Remove this year’s apples to give the tree a chance to establish. In winter, use an oil winter wash to remove overwintering aphid eggs. This winter treatment is likely to be most effective at reducing the problem for next year but you will need to be vigilant in spring for a recurrence of the aphid.

If the problem recurs next spring you could try using an organic spray. This has quite a short persistence and works on contact so you will need to be thorough and may have to spray several times throughout the season. However, this spray can be used right up to a day before harvesting which is a great benefit.

How do I control blackfly on my globe artichokes?

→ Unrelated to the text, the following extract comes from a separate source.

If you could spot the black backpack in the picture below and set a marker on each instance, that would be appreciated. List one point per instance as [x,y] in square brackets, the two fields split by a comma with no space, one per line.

Globe Artichoke 'Green Globe Improved' F1 Hybrid from Thompson & Morgan
Keep your globe artichokes healthy and free of blackfly
Image: Globe Artichoke 'Green Globe Improved' F1 Hybrid from Thompson & Morgan

Globe Artichokes are prone to blackfly. The most commonly used non-chemical remedy is to spray them with soapy water. You can buy insecticidal soaps but many people make up their own using a teaspoon of washing up liquid diluted in 3 litres of water. The aphids are unable to breath under a coating of soap and subsequently suffocate. If you intend to try this, then be sure to spray on a dull day as spraying in full sun is likely to scorch the foliage.

Other popular methods include squashing groups of them between your finger and thumb or blasting them with a hosepipe to knock them off of the plants, being careful to not damage your plants with the pressure of the water.) 

As suggested above, you can try growing other plants as 'lures' that are more attractive to the blackfly than the artichokes. Just make sure that you destroy the blackfly when they appear on your 'lure' plants, otherwise you will just be increasing the local aphid population! You can spray the lure plants with an insecticide as long as you’re not intending to eat them.